Maintenant, Benaki, viens saluer Mme la marquise, dit M. de Ghiliac en appelant du geste le négrillon demeuré à l’écart. Vous pourrez juger, Valderez, qu’il a fait de grands progrès. Dubiet — dont, entre parenthèses, je n’ai qu’à me louer — lui a appris à lire, et s’est occupé de son instruction religieuse. Il ne vous reste plus maintenant qu’à le faire baptiser.

Une lueur joyeuse vint éclairer les prunelles de Valderez.

Oh ! c’est très bien à vous, Élie, d’avoir fait continuer la tâche commencée ! Oui, tu vas être baptisé bien vite, mon petit Benaki, ajouta-t-elle en caressant les cheveux crépus de l’enfant dont les bons yeux extasiés se levaient sur elle. Ainsi vous êtes content de ce pauvre Dubiet, Élie ?

Tout à fait satisfait. C’est un excellent garçon, et fort intelligent.

Vous vous habituez à sa figure ?

Très bien. D’ailleurs il est moins maigre, et déjà paraît mieux. Puis, comme vous le disiez fort sagement, ces détails sont de peu d’importance… D’où venez-vous, ainsi ?

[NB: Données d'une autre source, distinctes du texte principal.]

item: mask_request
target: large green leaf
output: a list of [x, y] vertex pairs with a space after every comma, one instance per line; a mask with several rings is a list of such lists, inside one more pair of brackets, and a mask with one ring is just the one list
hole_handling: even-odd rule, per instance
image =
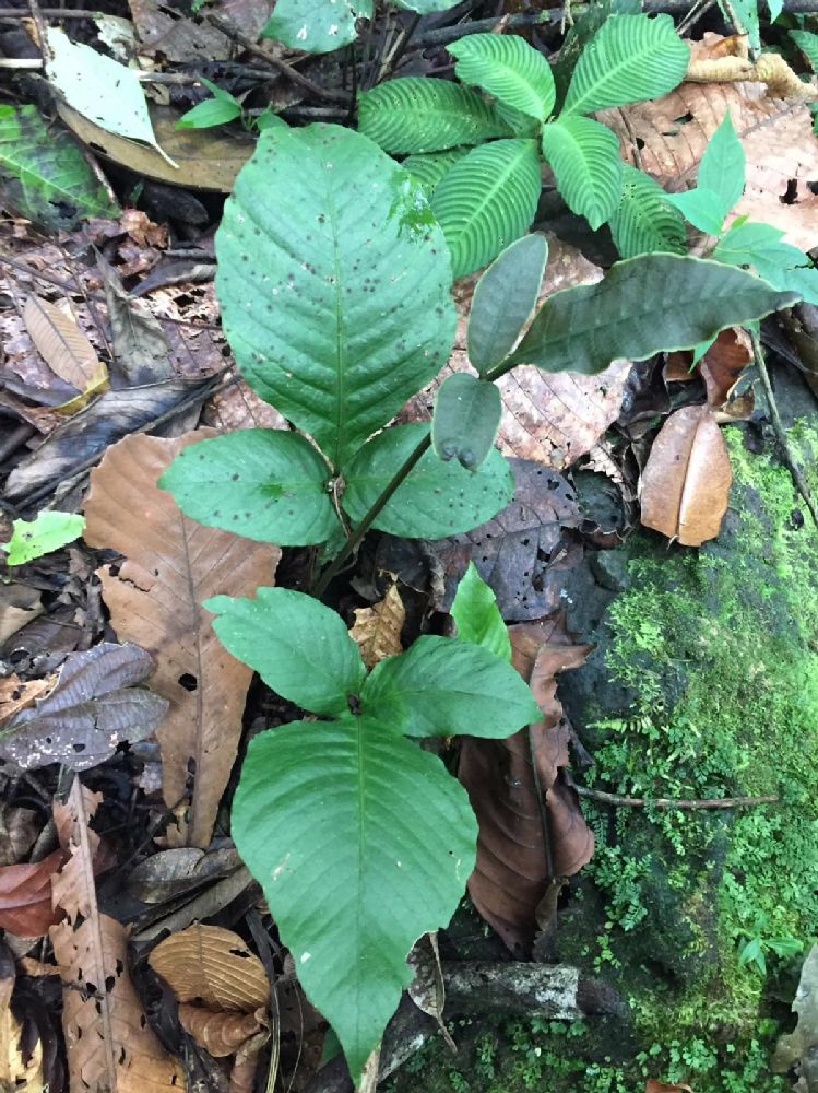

Tout en parlant, ils s’avançaient dans le sentier. M. de Ghiliac, souriant au regard timidement radieux de sa fille, l’avait appelée près de lui et la tenait par la main, comme un père très heureux de revoir son enfant après une longue absence.

J’avais été avec Mme Vangue visité une pauvre famille. En revenant, nous flânions un peu pendant que les enfants s’amusaient.

Cette jeune femme paraît charmante. Mais elle n’est pas tout à fait de votre monde.

Pas de mon monde ! Je vous avoue que cette considération ne m’empêche pas de traiter en amie cette personne très distinguée, moralement et physiquement.

Ne voyez pas dans mes paroles un reproche, je vous en prie ! dit-il vivement. C’était une simple remarque, et je vous approuve absolument. Vous avez en effet l’âme trop noble pour tomber dans des petitesses de ce genre.

Une légère rougeur monta au teint de la jeune femme. La voix d’Élie venait d’avoir des vibrations graves qu’elle ne lui connaissait pas.

Avez-vous fait d’autres relations, maintenant que les alentours commencent à se peupler ? interrogea-t-il au bout d’un instant de silence.

Non… J’ai vu seulement deux fois Mme d’Oubignies, une fois Mme des Hornettes. Je ne tiens pas du tout à en faire d’autres…

Elle rougissait de nouveau. Elle ne pouvait lui dire, en effet, que la situation où la mettaient ses absences et son abandon lui rendait infiniment pénibles ces rapports avec des étrangers dont elle devinait la curiosité avide.

Comprit-il sa pensée ? Ses sourcils s’étaient froncés, un pli se forma pendant quelques instants sur son front.

Va jouer avec Benaki, cours un peu, ma petite fille, dit-il en lâchant la main de Guillemette.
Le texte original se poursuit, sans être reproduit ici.